AN in depth study has failed to give councillors answers as to why car parking income for Hartlepool's staging of The Tall Ships Races was over-estimated.
Members of Hartlepool Borough Council's cabinet committee met to discuss the findings of an independent report by a firm called Spirul into the economic impact on town and whether the event had been value for money.
The 120-page report concluded that the event, which saw almost one million people visit town last August, was a success and that the return on the 3.9m budget was excellent value for money and it created an extra 26.5m in expenditure for the Hartlepool economy.
But the council was left with a 720,000 deficit due to a drop in expected revenue from park and ride schemes to the .
Proposals to fund the deficit were approved at a meeting of the full council last October, at which councillors also called for another report, separate from the economic impact assessment, detailing the reasons why the car parking and associated income were overestimated and what more could have been done to maximise entrepreneurial opportunities for town residents.
Speaking at the cabinet meeting, Labour councillor Jonathan Brash said he had heard nothing on what was happening with that report.
Council officers said discussions were ongoing with Spirul about additional evaluation but cabinet members raised concerns that extra funding would be needed.
Labour councillor Pamela Hargreaves said: "The Tall Ships was a huge success and it had a massive benefit to the town both internally and externally and if there is an opportunity we should go for it again.
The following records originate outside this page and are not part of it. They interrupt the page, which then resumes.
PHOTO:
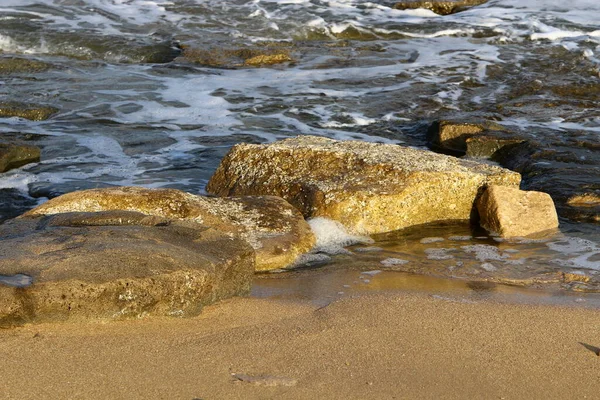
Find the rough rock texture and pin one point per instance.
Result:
(571, 177)
(233, 58)
(13, 203)
(28, 111)
(12, 65)
(440, 7)
(368, 187)
(487, 145)
(275, 229)
(511, 212)
(14, 155)
(451, 136)
(112, 265)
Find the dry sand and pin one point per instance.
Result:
(383, 346)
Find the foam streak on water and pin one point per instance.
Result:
(133, 111)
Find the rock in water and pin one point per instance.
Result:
(439, 7)
(511, 212)
(115, 264)
(275, 229)
(368, 187)
(13, 155)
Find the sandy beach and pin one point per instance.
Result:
(390, 345)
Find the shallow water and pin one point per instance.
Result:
(134, 110)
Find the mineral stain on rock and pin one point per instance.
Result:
(118, 270)
(439, 7)
(16, 280)
(368, 187)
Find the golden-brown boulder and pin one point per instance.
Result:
(511, 212)
(368, 187)
(275, 229)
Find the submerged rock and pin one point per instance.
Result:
(572, 184)
(451, 136)
(243, 57)
(275, 229)
(368, 187)
(439, 7)
(113, 265)
(14, 155)
(511, 212)
(28, 111)
(487, 145)
(13, 203)
(15, 65)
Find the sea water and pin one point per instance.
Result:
(133, 111)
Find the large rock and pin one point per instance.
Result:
(439, 7)
(275, 229)
(113, 265)
(368, 187)
(13, 155)
(510, 212)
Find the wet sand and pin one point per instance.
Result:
(384, 345)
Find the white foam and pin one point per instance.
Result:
(431, 240)
(371, 273)
(439, 254)
(571, 245)
(484, 252)
(332, 236)
(390, 262)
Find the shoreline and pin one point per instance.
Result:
(382, 345)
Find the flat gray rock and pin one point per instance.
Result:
(114, 265)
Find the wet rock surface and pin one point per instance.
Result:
(440, 7)
(31, 112)
(15, 155)
(235, 58)
(17, 65)
(457, 250)
(14, 203)
(275, 229)
(113, 265)
(370, 188)
(510, 212)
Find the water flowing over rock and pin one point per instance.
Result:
(14, 155)
(15, 65)
(439, 7)
(452, 137)
(114, 265)
(235, 58)
(368, 187)
(275, 229)
(32, 112)
(511, 212)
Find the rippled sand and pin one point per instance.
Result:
(392, 345)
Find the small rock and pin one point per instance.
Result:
(451, 136)
(12, 65)
(439, 7)
(234, 58)
(14, 155)
(28, 111)
(486, 145)
(511, 212)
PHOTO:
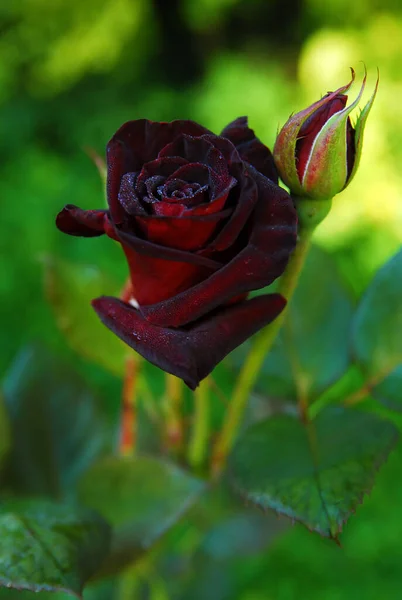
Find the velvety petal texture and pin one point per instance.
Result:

"But the disappointing thing is why questions about the losses should be an extra piece of work. It should be integral. I would question what the scope of the Spirul report was."
Labour councillor Ged Hall, who said the local authority would have been in trouble with the Highways Agency if the parking provision was any less, said the remit of the report was to see whether the event had been value for money and what the economic impact had been on town.
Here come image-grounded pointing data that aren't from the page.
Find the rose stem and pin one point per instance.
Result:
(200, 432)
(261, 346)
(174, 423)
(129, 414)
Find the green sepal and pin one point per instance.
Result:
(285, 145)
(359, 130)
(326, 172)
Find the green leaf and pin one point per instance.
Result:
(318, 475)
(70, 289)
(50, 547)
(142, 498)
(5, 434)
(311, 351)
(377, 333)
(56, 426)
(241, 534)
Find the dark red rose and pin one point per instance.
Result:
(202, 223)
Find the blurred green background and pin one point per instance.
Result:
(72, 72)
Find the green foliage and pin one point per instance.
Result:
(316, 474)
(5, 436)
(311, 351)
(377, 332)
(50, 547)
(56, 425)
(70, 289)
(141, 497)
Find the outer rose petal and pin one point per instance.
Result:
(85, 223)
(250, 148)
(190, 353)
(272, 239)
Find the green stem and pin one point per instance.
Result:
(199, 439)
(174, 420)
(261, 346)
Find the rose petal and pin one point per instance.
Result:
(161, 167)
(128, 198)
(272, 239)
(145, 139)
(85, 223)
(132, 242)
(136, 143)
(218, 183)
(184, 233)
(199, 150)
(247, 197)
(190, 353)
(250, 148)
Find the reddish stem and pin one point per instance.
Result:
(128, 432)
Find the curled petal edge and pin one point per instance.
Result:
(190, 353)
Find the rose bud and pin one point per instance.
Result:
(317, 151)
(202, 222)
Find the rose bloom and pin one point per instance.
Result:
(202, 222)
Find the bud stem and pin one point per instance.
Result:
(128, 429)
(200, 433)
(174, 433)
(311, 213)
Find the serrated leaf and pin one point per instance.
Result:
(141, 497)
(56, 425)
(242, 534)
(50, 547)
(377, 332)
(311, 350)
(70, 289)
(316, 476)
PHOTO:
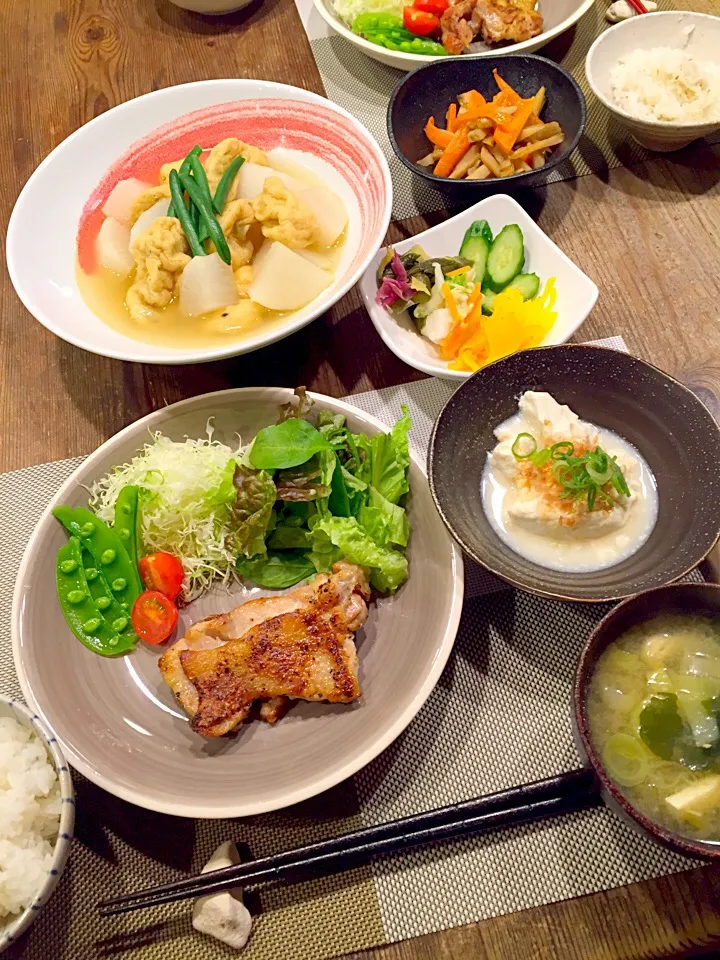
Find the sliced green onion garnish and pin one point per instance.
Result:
(540, 456)
(526, 438)
(598, 476)
(561, 450)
Independent councillors Cath Hill and Hilary Thompson both questioned the need for spending more money on an additional report.
Coun Thompson said: "I am not sure that this evaluation will tell us anything more than we already know."
While most of the economic impact report was positive, it said there were lessons to be learned such as improving the liaison with traders and exhibitors, whether more involvement from the private sector could have maximised the income potential and that communication with businesses in Hartlepool could be improved.
The independent evaluation exercise was a requirement of the funding from One NorthEast, which contributed 775,000 to the project.